First hour: Hot Farm
Second hour: Seeking Harmony for Global Asian Immigrants
We have special national programming on this Memorial Day.
In the first hour, climate change is coming for your food. In the American heartland, farmers are battling increasingly severe weather, with epic floods and heat. Nearly half the land in the United States is used to grow crops and food animals, and agriculture accounts for an impossible to ignore 10 percent of our total greenhouse gas emissions. If we’re serious about fighting climate change, we need farmers to be part of the solution. In this documentary, based on Hot Farm, a new podcast from the Food & Environment Reporting Network and hosted by Eve Abrams, we travel across the Midwest, talking to farmers about what they are doing, or could be doing, to combat climate change.
Among the people we meet is David Bishop, an Illinois farmer who became an unlikely Pied Piper in the sustainable agriculture movement. More than 30 years ago, after a drought wiped out his corn and soybean crops, Bishop changed the way he farmed. It was 1988, the same summer that a scientist named James Hansen told Congress that human activity was causing “global warming,” unofficially launching the climate-change era. While Bishop’s neighbors vowed that next year would be better, Bishop decided that he couldn’t go on doing the same thing. He started diversifying the crops he grew and replacing chemical fertilizer with manure. Over the next decade he kept asking himself, “What else can I do?” He began selling what he grew directly to consumers—something virtually unheard of in farm country back then. He didn’t consider what he was doing a crusade against climate change, but rather a way to break free of a system that was squeezing farmers from both ends—forcing them to grow only a handful of commodity crops and sell those crops to a handful of big buyers who set the prices. Along the way, Bishop has inspired—and helped guide—many younger farmers. Which is crucial, because as Abrams explains, we need more Dave Bishops if we are going to reduce the amount of greenhouse gas emissions coming from U.S. agriculture.
In the second half of the documentary, we meet some farmers who, unlike Bishop, are still raising commodity crops and remain unconvinced that how they farm is contributing to climate change. This is true of most American farmers. But as producer Dana Cronin explains, farmers are practical above all else. If doing something differently makes farming and financial sense, they’re likely to embrace it. This is how Lin Warfel, who is skeptical of man-made climate change, came to be involved in a farmer-led initiative called Saving Tomorrow’s Agriculture Resources, STAR for short. The idea is to change farming practices in ways that safeguard the soil—the foundation of a farmer’s livelihood—for the next generation to farm. But many of the practices endorsed by STAR also help reduce carbon emissions, even if that isn’t the reason the farmers adopt them. It’s the kind of voluntary, meet-them-where-they-are strategy that the USDA and others hoping to convince farmers to join the climate.

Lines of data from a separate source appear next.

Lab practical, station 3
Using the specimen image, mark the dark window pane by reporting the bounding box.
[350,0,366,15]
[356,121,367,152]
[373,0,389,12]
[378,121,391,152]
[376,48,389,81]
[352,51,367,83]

Then in the second hour, in this PEACE TALKS RADIO episode, correspondent Sen Zhan explores three perspectives on the nature of intercultural conflict in transcultural Asian immigrants in western countries. When East meets West in the modern-day, it’s not only cultures that can clash, it’s also the past crashing into the present. Asians who have been formed by both cultures know this very well, and are one group among many who navigate the conflicts of transcultural existence.
We hear from Chinese-Canadian psychiatrist, Dr. Julian Xue, educated in both Confucian philosophy, and in western psychiatry. Dr. Xue offers singular insights on why first generation Asian immigrants have a harder time acclimating to a new host culture in the West, as well as what their children need to go through to blend both their cultural value sets into a coherent whole. Also on the program, Chinese-American author Iris Chen speaking about her book "Untigering: Peaceful Parenting for the Deconstructing Tiger Parent," and her take on bridging the gap between traditional Asian values and contemporary values in the Western world as a parent who straddles both sides. Additionally, Sen speaks with Chinese-Canadian trauma recovery coach Sherry Yuan Hunter, who works intimately with clients with Asian backgrounds around the world to understand and heal the root causes of intergenerational trauma.